The narrative concerns the prophet Jonah disregarding God’s orders to warn the sinning people of Nineveh of Gd’s forthcoming punishment. In contrast to the prophet disobeying Gd, the non-Jews of Nineveh heed Him. Jonah is angry that they were forgiven, angry enough to challenge Gd to kill him.
Jonah says, “I know that you are a compassionate and gracious Gd, slow to anger, abounding in kindness, renouncing punishment. Please, Lord, take my life for I would rather die than live.” Gd listens to Jonah’s anger and answers him.
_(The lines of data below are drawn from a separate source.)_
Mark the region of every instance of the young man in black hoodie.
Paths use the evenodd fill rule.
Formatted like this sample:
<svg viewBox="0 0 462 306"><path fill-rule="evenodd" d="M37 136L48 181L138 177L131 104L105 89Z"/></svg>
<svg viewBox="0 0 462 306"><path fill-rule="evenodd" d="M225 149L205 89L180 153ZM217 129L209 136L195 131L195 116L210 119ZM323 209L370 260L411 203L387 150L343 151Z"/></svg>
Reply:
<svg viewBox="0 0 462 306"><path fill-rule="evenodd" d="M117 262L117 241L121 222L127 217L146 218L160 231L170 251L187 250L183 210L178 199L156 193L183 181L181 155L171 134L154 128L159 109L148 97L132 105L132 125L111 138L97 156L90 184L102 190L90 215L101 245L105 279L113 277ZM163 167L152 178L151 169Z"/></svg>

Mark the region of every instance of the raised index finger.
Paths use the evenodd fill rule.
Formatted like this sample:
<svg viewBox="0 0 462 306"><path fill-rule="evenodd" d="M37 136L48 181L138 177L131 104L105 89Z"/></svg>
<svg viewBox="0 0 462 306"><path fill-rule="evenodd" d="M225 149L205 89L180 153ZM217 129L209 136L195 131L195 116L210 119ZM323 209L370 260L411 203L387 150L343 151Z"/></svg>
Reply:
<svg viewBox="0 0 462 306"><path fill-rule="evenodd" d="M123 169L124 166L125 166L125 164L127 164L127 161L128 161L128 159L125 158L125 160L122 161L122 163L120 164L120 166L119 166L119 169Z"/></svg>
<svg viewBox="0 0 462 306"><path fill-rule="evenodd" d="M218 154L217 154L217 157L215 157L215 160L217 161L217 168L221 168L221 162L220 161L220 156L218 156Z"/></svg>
There are a few lessons taught in this haftarah. One is self-realization. We have to face ourselves and our weaknesses in order to correct ourselves and correct our mistakes. Another is facing responsibility and not running from it. And another lesson is the right of all people to live just lives- whether they are like us or choose a different lifestyle or belief system.
And there is the lesson of forgiveness. Gd created humankind and is waiting to see the goodness and uprightness of humanity.
Jonah was upset when “his” gourd withered up. The gourd was a metaphor for God’s relationship with humanity. If Jonah was sad at the loss of “his” gourd- which he didn’t create, how much more would God be bereaved by the destruction of an entire community? The lesson can also teach empathy and forgiveness. Jonah had to realize that the people of Nineveh had as much right to repent and live as he, Jonah had.
On Yom Kippur we have 25 hours in which we pray, reflect and think. We have the time to consider our relationships and our behaviours. Yom Kippur is a gift for self contemplation, for forgiveness, and acceptance. We have to face our weaknesses and decide on how to fix those weaknesses, and then we can forgive ourselves..
This is a great opportunity to speak to our children or friends and reflect on how, if we are a little more forgiving, patient, and understanding, we can make the world a better place.
Have a meaningful day in synagogue and G’mar Chatima Tova- may the coming year be one of health, peace, and blessings.